Para o advogado, os oficiais da Polícia Militar fazem parte de uma das categorias mais desvalorizadas da sociedade. “O policial militar é um dos profissionais mais desvalorizados da sociedade. Eles trabalham em risco permanente, pois quando saem para sua atividade não sabem se voltam, eles não têm uma jornada de trabalho nem remuneração adequada e não possuem uma carreira justa, bem definida. O cabo Valdir não estava no exercício do seu trabalho na PM [quando foi assassinado], estava em outra atividade profissional para complementar a renda, porque isso é comum na PM, como os salários não garantem a subsistência e condições de vida digna, eles procuram outras atividades e se colocam duplamente em risco.
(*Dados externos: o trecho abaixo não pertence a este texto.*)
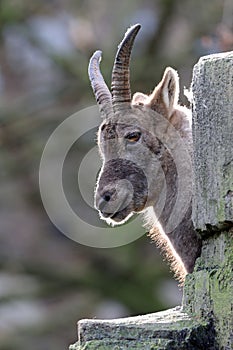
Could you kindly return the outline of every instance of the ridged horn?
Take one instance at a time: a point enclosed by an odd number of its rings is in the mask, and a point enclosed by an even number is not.
[[[96,51],[89,62],[88,75],[91,86],[103,117],[110,117],[113,114],[112,95],[100,71],[102,52]]]
[[[112,71],[112,103],[114,110],[119,108],[130,108],[130,55],[134,39],[141,28],[140,24],[130,27],[118,46],[115,62]]]

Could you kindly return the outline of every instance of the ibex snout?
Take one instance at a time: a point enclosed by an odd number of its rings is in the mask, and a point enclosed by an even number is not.
[[[128,181],[120,180],[103,189],[97,188],[95,205],[103,219],[121,222],[127,216],[132,201],[132,188]]]
[[[102,219],[122,223],[133,212],[144,209],[147,197],[147,179],[136,164],[120,158],[105,163],[95,193],[95,206]]]

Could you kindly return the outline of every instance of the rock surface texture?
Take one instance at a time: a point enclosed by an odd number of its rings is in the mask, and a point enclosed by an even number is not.
[[[81,320],[70,350],[233,349],[233,52],[202,57],[193,91],[193,222],[201,257],[183,305],[115,320]]]
[[[197,229],[233,223],[233,52],[195,65],[193,91],[194,208]]]

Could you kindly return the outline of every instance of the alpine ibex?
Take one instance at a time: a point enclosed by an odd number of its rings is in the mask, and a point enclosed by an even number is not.
[[[129,28],[118,47],[111,92],[99,68],[101,51],[90,59],[89,77],[103,117],[98,132],[103,165],[95,206],[101,218],[112,225],[125,222],[133,213],[146,212],[151,237],[183,280],[193,271],[201,251],[191,220],[191,199],[178,224],[172,227],[167,223],[179,195],[176,159],[183,157],[182,147],[189,160],[192,156],[191,116],[186,107],[178,105],[178,75],[172,68],[166,68],[151,95],[135,93],[131,99],[129,62],[139,29],[139,24]],[[179,162],[185,163],[185,157]],[[191,171],[187,167],[182,176],[192,182]]]

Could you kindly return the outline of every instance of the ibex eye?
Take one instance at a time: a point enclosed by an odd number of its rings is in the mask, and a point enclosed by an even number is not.
[[[125,136],[125,138],[132,143],[137,142],[140,139],[140,137],[141,133],[139,131],[131,132]]]

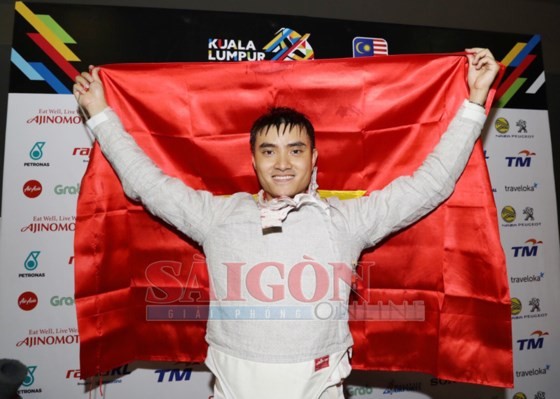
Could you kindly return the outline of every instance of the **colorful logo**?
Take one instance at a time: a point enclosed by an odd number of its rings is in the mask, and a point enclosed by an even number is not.
[[[29,80],[44,81],[55,93],[71,94],[72,92],[49,68],[50,65],[56,65],[66,75],[68,82],[74,81],[79,72],[70,62],[80,59],[67,45],[75,44],[76,41],[50,15],[35,14],[22,1],[16,1],[15,9],[33,28],[33,32],[27,33],[27,36],[46,55],[48,66],[42,62],[26,60],[15,48],[12,48],[12,63]],[[40,53],[35,52],[33,56],[35,54]]]
[[[43,192],[43,186],[37,180],[28,180],[23,185],[23,194],[28,198],[37,198]]]
[[[525,241],[525,244],[531,244],[531,245],[521,245],[517,247],[511,247],[513,251],[513,257],[525,258],[525,257],[537,256],[537,252],[539,250],[538,246],[542,243],[543,243],[542,241],[536,240],[534,238],[529,238],[527,241]]]
[[[35,370],[37,370],[37,366],[27,366],[27,375],[21,383],[22,386],[29,387],[33,385],[35,382]]]
[[[34,309],[39,303],[39,299],[34,292],[26,291],[18,298],[18,306],[26,312]]]
[[[29,271],[37,269],[37,266],[39,266],[38,258],[40,253],[41,251],[31,251],[29,255],[27,255],[27,258],[25,258],[25,262],[23,263],[25,269]]]
[[[511,399],[527,399],[527,395],[525,395],[523,392],[517,392]]]
[[[34,161],[38,161],[39,159],[43,158],[44,146],[45,146],[44,141],[37,141],[35,144],[33,144],[33,147],[31,147],[31,150],[29,151],[29,158],[31,158]]]
[[[511,223],[515,221],[516,213],[515,208],[511,205],[506,205],[502,208],[502,219],[504,222]]]
[[[380,37],[355,37],[352,40],[352,56],[372,57],[374,55],[389,55],[387,40]]]
[[[307,41],[310,34],[300,35],[293,29],[280,28],[263,50],[273,55],[273,61],[301,61],[315,58],[313,47]]]
[[[517,316],[521,313],[521,309],[523,306],[521,305],[521,301],[518,298],[511,298],[511,314]]]
[[[542,349],[544,345],[544,337],[548,336],[549,334],[545,331],[536,330],[531,333],[531,337],[533,338],[525,338],[525,339],[518,339],[517,343],[519,344],[519,350],[534,350],[534,349]]]
[[[498,133],[506,134],[509,132],[509,122],[506,118],[498,118],[496,122],[494,122],[494,127],[498,131]]]
[[[531,166],[531,159],[532,159],[531,157],[537,154],[529,150],[523,150],[523,151],[519,151],[519,154],[517,155],[522,155],[522,156],[506,157],[508,168],[511,167],[529,168]]]
[[[188,381],[191,379],[192,368],[161,369],[155,370],[154,373],[158,374],[157,382],[164,382],[166,376],[168,382]]]

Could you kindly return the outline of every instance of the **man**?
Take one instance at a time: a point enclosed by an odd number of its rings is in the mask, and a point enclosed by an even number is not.
[[[432,154],[412,176],[347,201],[318,198],[313,126],[297,111],[273,109],[251,129],[258,198],[216,197],[153,164],[108,108],[97,68],[76,78],[78,103],[125,193],[204,250],[213,288],[206,364],[216,399],[344,397],[351,265],[452,193],[482,129],[499,67],[487,49],[466,52],[469,99]]]

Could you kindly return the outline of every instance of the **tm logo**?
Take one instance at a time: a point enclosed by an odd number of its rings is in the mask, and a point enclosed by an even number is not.
[[[531,335],[536,335],[538,338],[526,338],[526,339],[518,339],[517,343],[519,344],[519,350],[533,350],[533,349],[542,349],[544,343],[544,337],[548,335],[547,332],[543,332],[540,330],[534,331]]]
[[[188,381],[191,379],[192,368],[184,369],[160,369],[154,371],[158,374],[157,382],[164,382],[165,376],[167,375],[167,381]]]
[[[531,244],[531,245],[521,245],[518,247],[511,247],[513,251],[513,257],[527,258],[527,257],[537,256],[539,245],[542,243],[543,243],[542,241],[535,240],[534,238],[529,238],[527,241],[525,241],[525,244]]]
[[[520,151],[517,157],[506,157],[508,168],[529,168],[531,166],[531,157],[537,155],[529,150]]]
[[[38,161],[39,159],[43,158],[44,146],[44,141],[37,141],[35,144],[33,144],[33,147],[31,147],[31,150],[29,151],[29,157],[34,161]]]
[[[27,367],[27,375],[25,376],[21,385],[23,385],[24,387],[28,387],[28,386],[33,385],[33,383],[35,382],[35,370],[36,369],[37,369],[37,366],[28,366]]]

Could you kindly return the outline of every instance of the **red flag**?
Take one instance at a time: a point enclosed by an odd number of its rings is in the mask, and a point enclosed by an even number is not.
[[[110,65],[101,76],[127,131],[193,188],[256,193],[249,128],[271,106],[289,106],[315,126],[321,189],[351,197],[421,164],[467,97],[466,68],[454,54]],[[204,322],[146,320],[149,304],[208,299],[200,248],[128,200],[97,146],[75,250],[82,376],[132,360],[204,359]],[[351,300],[422,300],[426,313],[417,322],[352,321],[353,368],[512,386],[505,258],[480,143],[453,195],[364,253],[358,270]]]

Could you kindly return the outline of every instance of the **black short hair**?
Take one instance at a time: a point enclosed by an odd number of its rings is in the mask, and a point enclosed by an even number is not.
[[[315,148],[315,129],[313,128],[313,124],[309,121],[309,118],[293,108],[274,107],[267,113],[261,115],[253,123],[251,127],[251,136],[249,138],[251,151],[255,152],[257,134],[261,132],[266,133],[271,126],[275,126],[276,129],[280,130],[280,126],[282,125],[284,125],[284,131],[282,133],[284,133],[286,129],[291,129],[296,126],[305,130],[307,136],[309,136],[309,141],[311,141],[311,149]]]

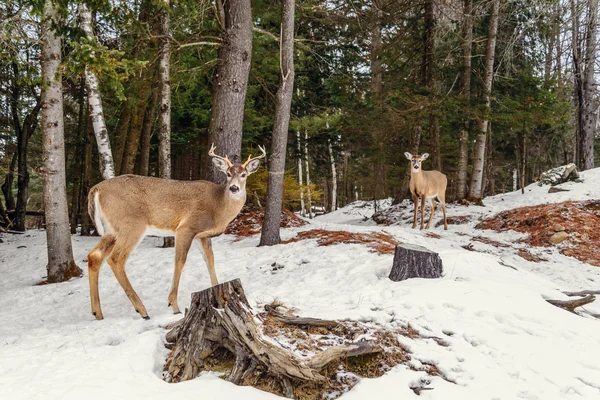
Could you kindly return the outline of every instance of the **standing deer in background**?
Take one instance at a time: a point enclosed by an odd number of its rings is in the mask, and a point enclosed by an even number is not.
[[[89,193],[88,211],[100,242],[88,255],[92,314],[102,319],[98,294],[98,273],[108,257],[117,281],[135,310],[149,319],[144,304],[133,290],[125,263],[131,252],[148,234],[175,235],[175,273],[169,294],[169,305],[179,313],[177,290],[181,271],[194,239],[201,245],[212,285],[215,274],[211,237],[220,235],[238,215],[246,202],[246,178],[255,172],[266,151],[243,164],[233,164],[227,156],[215,154],[214,145],[208,155],[218,170],[227,174],[224,185],[208,181],[176,181],[136,175],[123,175],[103,181]]]
[[[446,175],[440,171],[423,171],[421,163],[429,157],[429,153],[422,156],[413,156],[410,153],[404,153],[410,161],[410,193],[412,194],[413,202],[415,203],[415,213],[413,219],[413,229],[417,227],[417,208],[419,207],[419,199],[421,199],[421,229],[425,223],[425,201],[431,199],[431,215],[427,221],[426,229],[431,226],[431,220],[435,213],[435,199],[442,203],[442,211],[444,212],[444,229],[448,229],[446,222],[446,185],[448,180]]]

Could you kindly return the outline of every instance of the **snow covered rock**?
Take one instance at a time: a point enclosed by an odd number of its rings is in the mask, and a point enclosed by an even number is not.
[[[569,237],[569,234],[565,231],[556,232],[550,236],[550,241],[554,244],[559,244]]]
[[[575,164],[562,165],[560,167],[552,168],[546,172],[542,172],[538,185],[551,185],[556,186],[567,181],[574,181],[579,179],[579,172]]]

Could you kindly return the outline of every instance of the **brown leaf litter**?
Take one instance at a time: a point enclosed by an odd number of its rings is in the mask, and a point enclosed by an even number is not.
[[[560,252],[587,264],[600,266],[600,200],[566,201],[503,211],[480,222],[476,228],[497,232],[527,233],[521,243],[551,247],[550,237],[564,230],[569,237]],[[533,256],[519,252],[523,258]],[[537,258],[537,257],[536,257]]]
[[[294,243],[300,240],[317,239],[319,246],[331,246],[334,244],[366,244],[370,251],[378,254],[394,254],[396,246],[400,244],[392,235],[385,232],[346,232],[328,231],[325,229],[311,229],[299,232],[295,238],[284,240],[281,243]]]
[[[226,234],[236,235],[238,238],[256,235],[262,231],[265,211],[258,207],[244,207],[238,216],[231,221],[225,230]],[[306,221],[288,209],[281,209],[281,227],[299,228],[306,225]]]

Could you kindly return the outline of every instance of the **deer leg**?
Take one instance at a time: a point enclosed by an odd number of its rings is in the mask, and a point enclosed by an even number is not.
[[[129,282],[127,274],[125,273],[125,263],[127,262],[127,258],[129,258],[129,255],[135,249],[142,234],[143,233],[132,235],[132,232],[130,232],[129,235],[131,236],[129,236],[129,239],[119,237],[121,241],[117,241],[113,251],[110,253],[110,256],[108,257],[108,265],[110,265],[113,274],[115,274],[115,278],[117,278],[117,281],[125,291],[125,294],[131,301],[131,304],[133,304],[135,311],[138,312],[142,318],[150,319],[148,313],[146,312],[146,307],[144,307],[144,304],[138,297],[137,293],[135,290],[133,290],[131,282]]]
[[[435,209],[437,208],[437,206],[435,205],[435,198],[431,199],[431,215],[429,216],[429,221],[427,221],[427,228],[429,229],[429,227],[431,226],[431,220],[433,219],[433,214],[435,214]]]
[[[179,279],[181,271],[185,266],[190,246],[194,240],[194,234],[189,232],[175,232],[175,272],[173,273],[173,283],[171,284],[171,293],[169,293],[169,305],[173,307],[175,314],[180,314],[177,304],[177,292],[179,290]]]
[[[442,200],[442,212],[444,213],[444,230],[447,231],[448,230],[448,222],[446,221],[446,200],[445,199],[440,199]]]
[[[415,214],[413,216],[413,229],[417,227],[417,209],[419,208],[419,198],[413,194],[413,203],[415,203]]]
[[[421,196],[421,229],[425,226],[425,196]]]
[[[204,255],[204,261],[208,267],[208,274],[210,275],[210,283],[215,286],[219,284],[217,280],[217,274],[215,272],[215,256],[212,251],[212,242],[210,238],[200,238],[200,246],[202,247],[202,254]]]
[[[96,319],[103,319],[102,307],[100,307],[100,295],[98,294],[98,275],[100,267],[108,257],[115,245],[113,235],[104,235],[98,244],[88,254],[88,277],[90,280],[90,300],[92,302],[92,314]]]

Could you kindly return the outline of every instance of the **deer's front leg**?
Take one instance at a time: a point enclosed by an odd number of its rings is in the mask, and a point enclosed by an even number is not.
[[[421,196],[421,229],[425,225],[425,196]]]
[[[215,272],[215,256],[212,251],[212,242],[210,238],[199,238],[202,253],[204,254],[204,261],[208,268],[208,274],[210,275],[210,283],[215,286],[219,284],[217,280],[217,273]]]
[[[185,266],[187,254],[194,240],[194,233],[187,231],[175,232],[175,272],[173,273],[173,283],[171,284],[171,293],[169,293],[169,305],[173,307],[173,312],[179,314],[179,305],[177,304],[177,292],[179,291],[179,280],[181,271]]]
[[[419,198],[413,194],[412,196],[413,198],[413,203],[415,203],[415,213],[413,216],[413,229],[415,229],[417,227],[417,208],[419,207]]]

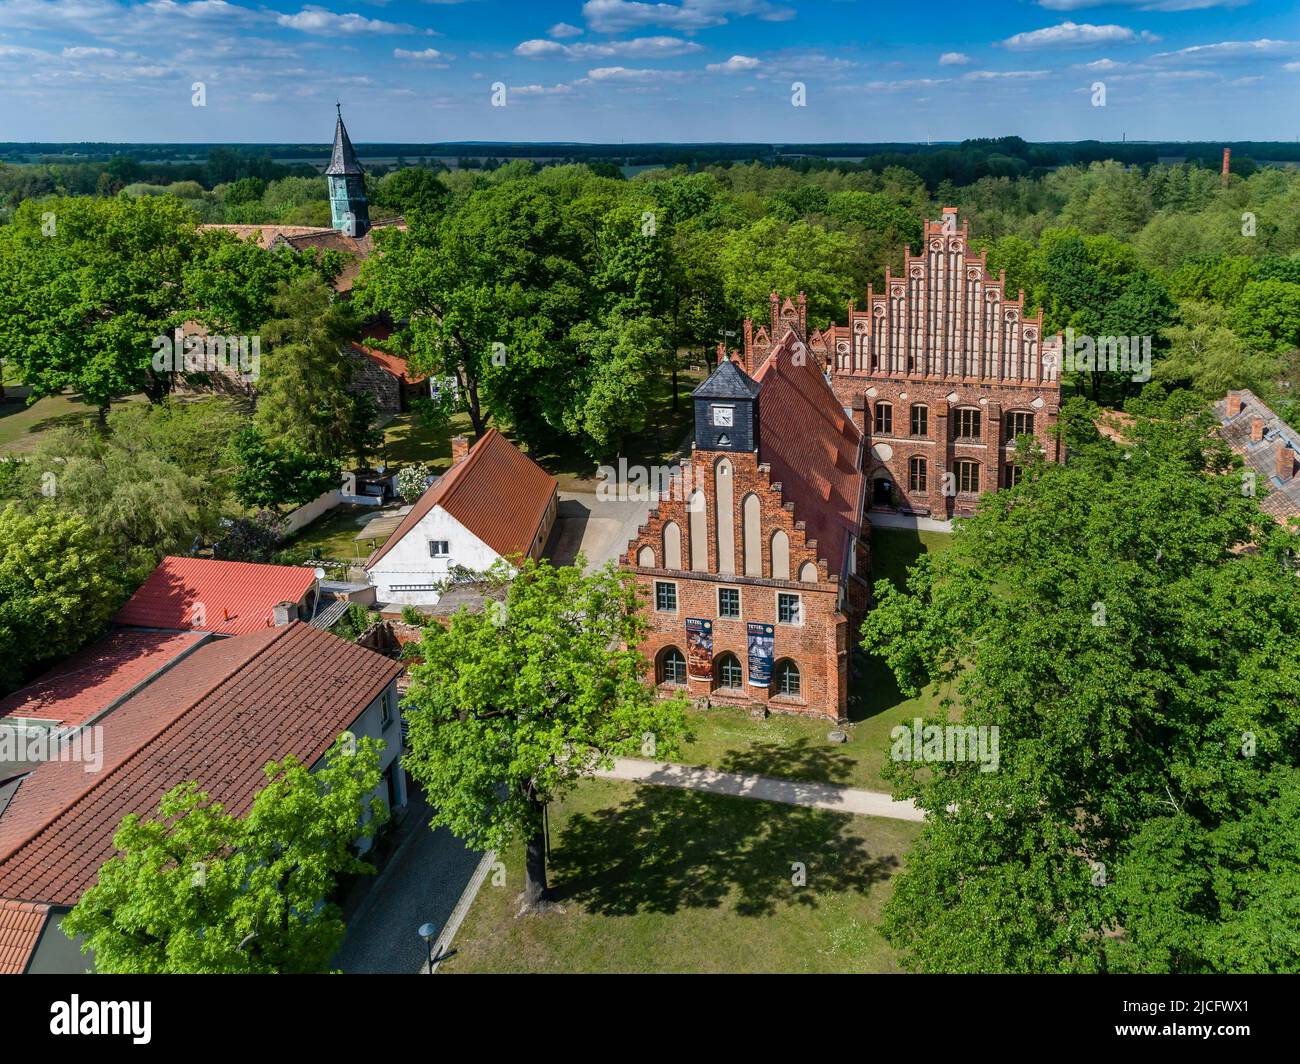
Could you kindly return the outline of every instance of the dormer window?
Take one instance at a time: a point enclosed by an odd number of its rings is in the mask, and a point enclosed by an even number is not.
[[[730,447],[730,446],[731,446],[731,437],[728,436],[725,432],[719,432],[719,433],[718,433],[718,446],[719,446],[719,447]]]
[[[715,427],[729,429],[735,425],[736,408],[734,406],[715,406],[712,408],[712,412]]]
Também existe uma hierarquia muito rígida na PM, inspirada no Exército Brasileiro que permite abusos, o PM fica aquartelado, preso, porque o aquartelamento é uma prisão, fica submetido a um ambiente de trabalho degradante, em quartéis com estrutura muito deficitária e uma formação ruim, que já é violenta. São vários os casos de abuso no processo de formação dos oficiais. Assim, como você vai ter um profissional atuando no combate a violência com eficiência na sociedade?”, indagou.

Progressões

O membro da OAB ressaltou que, na Polícia Militar, os critérios para as progressões não são bem definidos. “Dou o exemplo do cabo Valdir, que foi assassinado naquele trágico episódio. Ele tinha mais de 25 anos de PM e ainda era cabo. Também o caso do sargento Inácio, que se aposentou depois de 35 anos de PM como sargento. Às vezes você tem uma carreira de uma vida inteira e não progride, porque os critérios são mal definidos”, afirmou.

Direito à sindicalização

“É um problema da militarização, temos uma categoria de trabalhadores que não pode se sindicalizar, não pode ter uma organização coletiva que defenda os direitos da classe, que sente na mesa com o Governo, que convoque manifestações, pelo seu caráter militar”, avaliou Mascarenha.

Desmilitarização da Polícia Militar

“Tenho absoluta convicção de que a desmilitarização é uma forma de tornar a polícia mais eficiente, democrática, respeitada e com mais condições de desenvolver seu papel. O caráter militar da polícia não faz dela um órgão mais eficiente no combate a violência, na verdade é um obstáculo à efetividade do seu trabalho nesse combate, porque fere a dignidade, tanto do policial, quanto da sociedade”, considerou.

Combate à violência

“Primeira coisa que é preciso desmistificar: o armamento da sociedade não é a solução para a violência. As pessoas acham que um cidadão de bem armado é a solução, mas nós tivemos três cidadãos de bem armados que foram assassinados, eram policiais com treinamento, mas morreram. Não é a arma que garante a segurança. O combate à violência perpassa por vários setores, desde os poderes executivo, judiciário e legislativo, à sociedade em si.  Toda a sociedade hoje é vítima da violência, e infelizmente quando ela começa a atingir diretamente os policiais a gente percebe a dimensão do problema, que não tem solução fácil, que não se resolve com discursos raivosos, de quem acredita que a PM precisa ser mais violenta e intolerante, ou com discursos de que ‘bandido bom é bandido morto’. Mahatma Gandhi já dizia: ‘olho por olho e a gente acaba cego’. Esse ambiente que se cria, de guerra total, acaba sendo ruim para o policial e para a sociedade”, finalizou.